Omicron surge: Kiwis overseas on what the Covid-19 wave is like

1:49 pm on 25 February 2022

New Zealand is now heading into the full Omicron surge, with case numbers expected to skyrocket to a peak and then fall away again - a curve seen everywhere else that has had an Omicron outbreak.

How do we prepare ourselves for the inevitable? New Zealanders who've lived through an Omicron wave elsewhere in the world have some advice.

A man crosses a street in Melbourne on October 11, 2021, during a lockdown against Covid-19 coronavirus as Sydney ended a 106-day lockdown.

(file photo) A man crosses a street in Melbourne in October 2021, during a lockdown against Covid-19. Photo: AFP

The days of few Covid cases and a strategy of eliminating community transmission are in the distant past. New Zealand, like many other countries, has a Covid wave ripping through the country.

Rosa Reynolds, a New Zealander living in Melbourne, has already gone through this shift in mentality.

"I'd gone two years-ish without knowing anyone who'd caught Covid, or one friend, by December [2021]. Then by mid-January [2022], I think more of my friends had had it than hadn't," Reynolds said.

It was similar for Dillon Harre, a New Zealand musician in Sydney.

"I don't know if any of my friends didn't have it. I can't think of a single one that didn't catch it. I caught it," Harre said.

He said none of his friends - who are young, relatively healthy, and vaccinated - had any bad symptoms.

Reynolds said it varied in her friend group.

"Any time a friend told me that they had Covid I would be a little bit concerned for them. You never really know how it's going to affect people. Across my friendship group, some people did not have symptoms at all, and some of them got relatively sick, bedridden for a few days... it was just kind of random [who it affected]."

Reynolds said so many people were getting it, shops and businesses would be closed at short notice because they didn't have enough uninfected staff.

"My kid's daycare has shut a few times. The rubbish truck drivers, there must have been some issue there, because our rubbish wasn't getting taken at the right time.
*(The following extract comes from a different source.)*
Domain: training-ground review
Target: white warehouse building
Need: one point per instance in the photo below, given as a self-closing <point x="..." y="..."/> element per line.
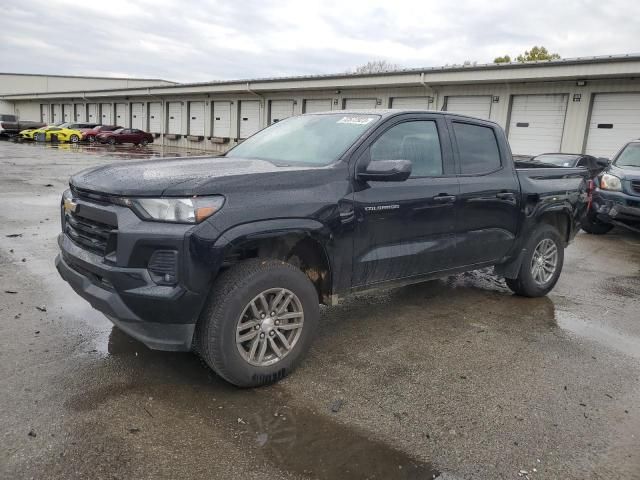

There were supply chain issues so the supermarkets didn't have the right stock."

Harre said one of the more surprising difficulties was differences in attitudes towards the virus within households and friend groups.

"I knew a lot of people who had the attitude of 'I just want to catch it over January when there's nothing on so I can get it over with, have a better immunity, and get on with life', and then there were people who said 'That's incredibly irresponsible'. In every house I knew with three or more people, there was some kind of battle like that going on."

As widely as it will spread, not everyone will get it. Epidemiologists expect about half the country to.

New Zealander George Fenwick lived through the Omicron peak in London in December and January.

He was working a retail job and caught public transport everyday - yet somehow managed to avoid it.

"I was expecting to test positive any moment. Especially ... in retail there were people coming in without masks and coughing. Also the fact that I was public transiting every meant that I thought it was an inevitability."

Fenwick said the virus caused its own restrictions, even in the absence of government ones.

"There was a period where no one could hang out anyway. Even if you didn't have Covid, all your friends had it anyway. So there was another weird, self-imposed lockdown there."

Before this wave New Zealand's peak daily case number was 222.

On Thursday there were over 6000 reported, for the first time including results from both rapid antigen and PCR tests, nearly 30 times more.

Psychological shift

Tony Blakely, another New Zealander in Australia, is also an epidemiologist at the University of Melbourne.

"This is a big pivot psychologically and sociologically. You think we've done so well with elimination and now we've got the virus flooding through. The reality is about half the New Zealand and Australian population will be infected by this Omicron. That's okay-ish, as long as we can protect the elderly so they're less likely to be infected," Blakely said.

By mid-March Dr Blakely said we could have hit our peak of possibly 15,000 or 20,000 reported cases a day.

But this will actually mean there's 80,000 to 100,000 infections, Blakely said, with many people not getting a test or not having any symptoms. They will have Covid, but won't be formally counted as a case.

"You or your friends are going to get sick with Omicron. The majority of them will be quite mild, but you'll also notice quite a few of them have relapsing fatigue for a few weeks after - I know I had that myself. But for the vast majority it is quite mild. Again, the trick here is to protect the vulnerable and elderly so they're not the ones that get infected."

So we're staring down a tough couple of months.

"Another way to look at it is we've had a remarkably good few decades living on this planet, and in countries like New Zealand and Australia. Here we go: we've got a pandemic, but we can get our way through it and it will pass."

Blakely said people could prepare by thinking about what they might need if they were sick, such as panadol, or having to isolate, like access to food.